FrameworkESG: Who are the investors represented by the CDP and who use its data? What should companies understand about them?
Chris Fowle: More than 800 investors, representing over $100 trillion in combined assets are signatories to CDP’s annual information request on climate change. This is the largest collaboration of investors in history on any single issue, and provides the authority behind CDP’s questionnaires. This authority has enabled CDP to build an unparalleled data warehouse qualitative and quantitative environmental information that underpins a significant portion of the environmental ratings and research available in the market today. CDP’s investor signatories and members represent a diverse set of investment professionals from every corner of the financial industry. Buy- and sell-side investors, index providers, and ESG research and ratings agencies all actively use CDP data to inform their decision-making, develop new financial products, and support company engagement.

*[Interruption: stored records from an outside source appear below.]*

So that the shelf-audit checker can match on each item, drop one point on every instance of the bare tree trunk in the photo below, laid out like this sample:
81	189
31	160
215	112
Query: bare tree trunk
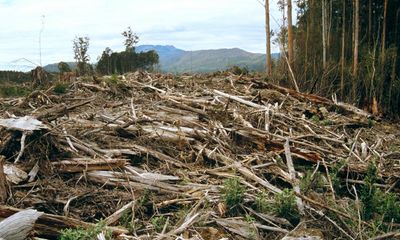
323	6
369	22
384	35
393	73
356	35
268	63
290	32
343	50
3	182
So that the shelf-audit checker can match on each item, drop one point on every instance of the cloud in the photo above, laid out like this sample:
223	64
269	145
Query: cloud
187	24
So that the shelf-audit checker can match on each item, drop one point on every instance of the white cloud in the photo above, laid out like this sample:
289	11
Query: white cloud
187	24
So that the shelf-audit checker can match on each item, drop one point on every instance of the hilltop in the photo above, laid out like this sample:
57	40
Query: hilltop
176	60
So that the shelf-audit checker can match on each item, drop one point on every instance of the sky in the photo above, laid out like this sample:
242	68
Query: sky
186	24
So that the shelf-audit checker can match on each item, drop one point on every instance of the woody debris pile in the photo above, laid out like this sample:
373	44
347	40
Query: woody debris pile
222	156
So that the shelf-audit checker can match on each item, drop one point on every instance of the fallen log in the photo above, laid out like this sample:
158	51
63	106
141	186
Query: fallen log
50	225
19	225
87	164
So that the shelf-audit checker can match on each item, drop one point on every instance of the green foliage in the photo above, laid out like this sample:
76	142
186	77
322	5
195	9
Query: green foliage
233	193
368	193
13	91
131	39
126	61
371	123
334	172
310	181
85	234
285	206
159	222
375	202
238	70
63	67
81	47
60	88
326	122
315	119
127	222
261	203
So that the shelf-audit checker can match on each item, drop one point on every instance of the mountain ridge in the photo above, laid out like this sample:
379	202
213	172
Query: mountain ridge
177	60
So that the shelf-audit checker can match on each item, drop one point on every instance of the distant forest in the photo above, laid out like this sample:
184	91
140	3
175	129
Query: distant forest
342	47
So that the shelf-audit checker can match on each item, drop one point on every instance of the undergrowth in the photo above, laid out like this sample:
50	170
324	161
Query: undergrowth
85	233
233	194
285	206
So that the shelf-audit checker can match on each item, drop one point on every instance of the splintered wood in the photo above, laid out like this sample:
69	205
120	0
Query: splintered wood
151	154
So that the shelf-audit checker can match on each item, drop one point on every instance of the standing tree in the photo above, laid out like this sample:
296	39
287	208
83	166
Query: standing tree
63	67
356	36
268	63
131	39
81	46
324	35
290	32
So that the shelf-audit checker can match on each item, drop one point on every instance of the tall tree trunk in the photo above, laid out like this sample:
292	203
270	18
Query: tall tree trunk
343	50
384	35
356	36
323	10
290	32
268	63
369	22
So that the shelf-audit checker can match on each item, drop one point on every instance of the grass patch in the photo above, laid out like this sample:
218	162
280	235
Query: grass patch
285	206
85	233
159	222
233	194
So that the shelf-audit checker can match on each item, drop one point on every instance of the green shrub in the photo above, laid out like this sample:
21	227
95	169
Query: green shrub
309	182
85	234
159	222
60	88
376	202
261	203
233	193
368	193
285	206
239	70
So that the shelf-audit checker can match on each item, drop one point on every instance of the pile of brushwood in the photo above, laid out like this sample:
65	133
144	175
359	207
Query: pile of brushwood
219	156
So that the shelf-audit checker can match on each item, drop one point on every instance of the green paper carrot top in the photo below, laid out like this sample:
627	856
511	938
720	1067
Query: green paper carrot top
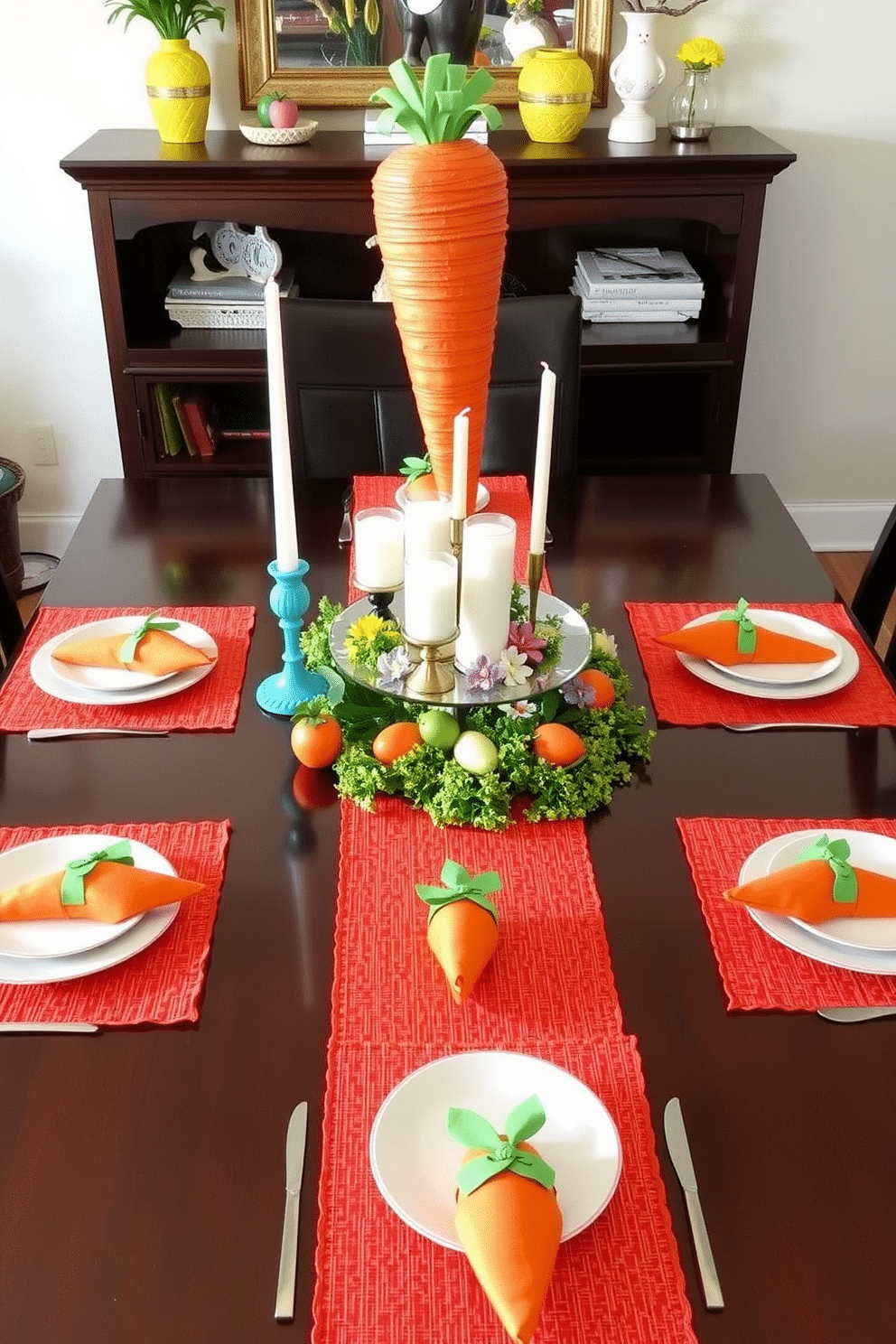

fESG: How are investors interpreting and using the data?
CF: Buy-side investor signatories, including state pension funds like CalPERS and the New York State Common Retirement Fund, university endowments like the University of California system and the University of Toronto, and asset managers like BlackRock and Goldman Sachs use CDP data to conduct sector and portfolio analyses, assess the carbon footprint and risk exposure of their portfolios, support shareholder engagement, and inform exclusion and divestment criteria.
Investor signatories also use CDP data to support their sell-side activities. CDP’s high-quality, comparable data on corporate environmental performance helps inform broker recommendations, supports investment research, and allows for peer and sector analyses, as well as the development of new financial products. For instance, Goldman Sachs Asset Management exclusively used CDP data to develop a newly launched $2 billion low-carbon index fund for the New York State Common Retirement Fund.

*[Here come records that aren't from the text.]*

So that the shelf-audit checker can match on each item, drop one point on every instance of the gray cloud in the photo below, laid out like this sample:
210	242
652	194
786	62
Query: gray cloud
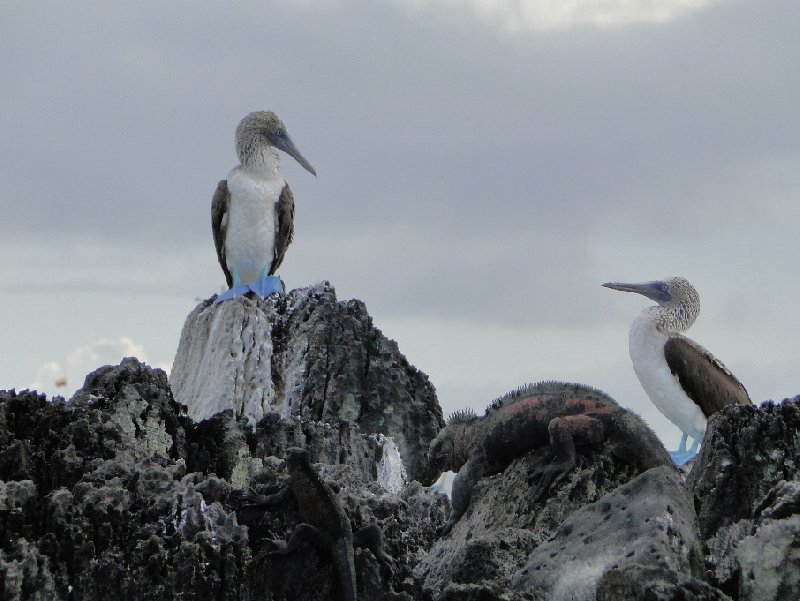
466	174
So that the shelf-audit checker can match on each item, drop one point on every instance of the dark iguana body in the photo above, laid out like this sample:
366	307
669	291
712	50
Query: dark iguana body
548	413
324	522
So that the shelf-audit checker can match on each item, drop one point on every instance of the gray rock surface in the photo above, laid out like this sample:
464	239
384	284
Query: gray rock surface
747	495
503	526
117	494
746	451
649	521
307	355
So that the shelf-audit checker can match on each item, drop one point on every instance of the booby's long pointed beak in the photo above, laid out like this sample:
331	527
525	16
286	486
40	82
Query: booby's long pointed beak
655	290
284	143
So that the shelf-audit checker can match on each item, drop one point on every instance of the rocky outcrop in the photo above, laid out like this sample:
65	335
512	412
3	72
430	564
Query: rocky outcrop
117	494
307	355
746	487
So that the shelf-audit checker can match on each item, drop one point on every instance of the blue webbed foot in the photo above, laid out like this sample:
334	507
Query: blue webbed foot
266	285
236	290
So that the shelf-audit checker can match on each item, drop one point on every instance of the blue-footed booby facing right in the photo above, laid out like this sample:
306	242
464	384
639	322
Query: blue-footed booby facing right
252	213
683	380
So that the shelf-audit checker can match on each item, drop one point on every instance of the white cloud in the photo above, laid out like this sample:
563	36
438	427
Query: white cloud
540	15
65	377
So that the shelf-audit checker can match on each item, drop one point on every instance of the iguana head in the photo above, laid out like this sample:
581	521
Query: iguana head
446	452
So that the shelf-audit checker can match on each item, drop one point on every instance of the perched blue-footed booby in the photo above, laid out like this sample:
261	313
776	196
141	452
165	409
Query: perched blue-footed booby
683	380
252	214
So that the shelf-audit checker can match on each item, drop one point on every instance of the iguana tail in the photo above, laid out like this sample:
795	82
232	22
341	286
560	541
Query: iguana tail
344	562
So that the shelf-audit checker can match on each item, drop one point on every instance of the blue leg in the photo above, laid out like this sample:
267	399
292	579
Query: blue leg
238	289
681	456
267	284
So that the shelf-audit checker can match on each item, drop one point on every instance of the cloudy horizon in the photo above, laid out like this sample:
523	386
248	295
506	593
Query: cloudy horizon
483	168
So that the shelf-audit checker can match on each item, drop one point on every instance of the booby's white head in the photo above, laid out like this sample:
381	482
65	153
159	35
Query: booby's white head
679	303
261	131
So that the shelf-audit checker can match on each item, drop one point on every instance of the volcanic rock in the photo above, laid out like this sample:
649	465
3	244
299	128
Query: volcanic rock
308	355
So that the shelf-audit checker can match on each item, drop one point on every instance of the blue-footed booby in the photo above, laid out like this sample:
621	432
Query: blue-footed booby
683	380
252	213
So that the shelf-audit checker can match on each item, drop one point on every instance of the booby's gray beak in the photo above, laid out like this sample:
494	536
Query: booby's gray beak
284	142
655	290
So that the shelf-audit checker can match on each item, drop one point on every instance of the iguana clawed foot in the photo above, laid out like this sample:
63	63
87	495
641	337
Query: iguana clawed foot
547	476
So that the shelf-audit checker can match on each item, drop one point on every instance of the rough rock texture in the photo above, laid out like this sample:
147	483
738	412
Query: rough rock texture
648	522
118	495
501	527
746	487
308	355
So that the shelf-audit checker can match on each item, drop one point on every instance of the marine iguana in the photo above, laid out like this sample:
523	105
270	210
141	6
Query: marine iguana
325	524
555	413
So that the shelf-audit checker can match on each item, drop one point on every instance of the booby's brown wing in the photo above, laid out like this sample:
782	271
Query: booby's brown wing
703	377
219	225
284	226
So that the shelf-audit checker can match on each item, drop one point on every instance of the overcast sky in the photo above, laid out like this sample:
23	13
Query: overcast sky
483	167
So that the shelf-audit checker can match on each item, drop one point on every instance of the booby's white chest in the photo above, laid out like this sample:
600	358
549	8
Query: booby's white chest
646	347
250	236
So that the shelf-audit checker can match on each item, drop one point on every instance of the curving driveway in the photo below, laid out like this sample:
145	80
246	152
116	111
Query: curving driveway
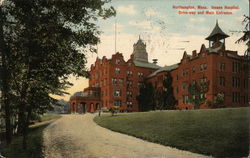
78	136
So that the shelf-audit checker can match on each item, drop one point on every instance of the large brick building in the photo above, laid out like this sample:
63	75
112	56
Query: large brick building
115	82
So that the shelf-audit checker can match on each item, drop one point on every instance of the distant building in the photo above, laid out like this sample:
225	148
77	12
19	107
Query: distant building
115	82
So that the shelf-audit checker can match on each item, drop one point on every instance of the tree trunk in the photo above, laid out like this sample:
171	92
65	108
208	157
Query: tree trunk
5	82
26	128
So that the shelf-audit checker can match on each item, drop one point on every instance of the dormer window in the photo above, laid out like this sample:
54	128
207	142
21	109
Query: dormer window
117	70
117	61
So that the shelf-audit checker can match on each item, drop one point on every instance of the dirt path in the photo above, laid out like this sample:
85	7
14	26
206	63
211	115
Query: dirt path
78	136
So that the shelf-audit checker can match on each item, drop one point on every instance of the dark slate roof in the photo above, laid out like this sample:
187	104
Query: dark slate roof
146	65
214	50
217	33
165	68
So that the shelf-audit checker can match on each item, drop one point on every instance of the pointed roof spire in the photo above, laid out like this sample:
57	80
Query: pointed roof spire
217	33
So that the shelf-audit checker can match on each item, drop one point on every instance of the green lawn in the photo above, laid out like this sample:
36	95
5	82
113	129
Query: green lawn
34	141
216	132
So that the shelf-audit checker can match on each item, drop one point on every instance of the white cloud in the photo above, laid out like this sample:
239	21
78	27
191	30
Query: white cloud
150	12
197	19
141	24
129	10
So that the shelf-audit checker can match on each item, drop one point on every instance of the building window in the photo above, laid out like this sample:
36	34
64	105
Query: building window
193	69
114	81
120	82
203	67
203	80
117	61
184	99
129	104
117	92
193	82
97	84
117	70
222	81
184	86
140	74
184	73
222	66
117	102
129	73
236	97
244	83
129	84
139	84
235	82
104	82
129	94
236	67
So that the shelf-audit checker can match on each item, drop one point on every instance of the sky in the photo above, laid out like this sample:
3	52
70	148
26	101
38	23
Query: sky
166	32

The data CDP collects, together with our award winning analysis such as our sector research series, provides investors with vital information to be more active owners and engage companies on environmental issues. Investors filed a number of successful shareholder resolutions in 2015 that referred to CDP, and in many cases referenced its data and analysis:
- American Electric Power agreed to report on stranded assets and quantify its exposure under a 2 degree scenario
- Amgen agreed to report on how they plan to increase their sourcing of renewable energy
- AT&T agreed to set targets for sourcing renewable energy
- Clarcor agreed to issue a sustainability report including GHG reduction targets
- Coca-Cola agreed to produce a feasibility report on setting targets to source renewable energy
- Dean Foods Company agreed to disclose its water risks to CDP for the first time in 2016
- Dillards agreed to set science-based GHG goals
- Flowers Foods agreed to disclose its water risks to CDP for the first time in 2016 and to begin sustainability reporting
- Fresh Del Monte agreed to disclose water risks, impacts and mitigation efforts to CDP for the first time in 2016
- Hologic agreed to set GHG goals for products and operations
- Hubbell agreed to set public goals to increase company-wide energy productivity
- McDonald’s agreed to set company-wide GHG reduction goals
fESG: What CDP questions or disclosures do investors find most important?
CF: The diverse set of investors that make up CDP’s signatory base have an equally diverse set of priorities concerning the environmental data that CDP collects. For instance, the portfolio manager of a water-focused socially responsible investment fund might prioritize water use efficiency information collected through the CDP Water questionnaire over supply chain traceability information collected through CDP’s Forests questionnaire.
fESG: What if any impacts is COP21 having for companies and investors so far? Are there signs of increased focus or activity in the wake of the agreement?
CF: The outcomes of COP21 have far reaching implications for both companies and investors. France’s ratification of the Paris agreement on June 15th serves as a perfect example. The French ratification introduces a €22 per tonne carbon price, increasing to €100 per tonne by 2030. CDP’s recently released research report on the cement industry shows how such price levels jeopardize billions of dollars of future earnings for the cement industry: a price of €22 per tonne puts $11 billion of future earnings at stake. At €100 per tonne, this increases to $50 billion.
In addition, remarkable disruption within and between industries is going on in ways that would have been unimaginable just a couple of years ago, disruptions that will now only increase in frequency. Apple, for example, is now producing so much renewable energy it’s going to sell it. Few would have predicted such direct competition between an IT company and major power producers. The Chief Economist of the IEA has also recently said that the gas industry is now in competition with Google! Rapid change is afoot and the investor community is waking up.
As part of its work in the We Mean Business coalition, CDP invited companies globally to commit to taking public leadership steps on climate in the lead-up to COP21, helping bring together the business voice on climate in support of an ambitious agreement. In the year and a half leading up to COP21, more than 363 companies made commitments through We Mean Business.
Following the successful agreement, We Mean Business has renewed this call to action, and in just the few months following COP, we’ve had more than 50 new companies make commitments. For US companies, the fastest growing commitment area has been science-based target setting, in which companies agree to align their emissions reduction targets with the 2 degree decarbonization pathway laid out in the Paris agreement. More than 160 companies have committed to set science-based targets, including Walmart, Coca-Cola Enterprises, Kellogg, and Colgate Palmolive.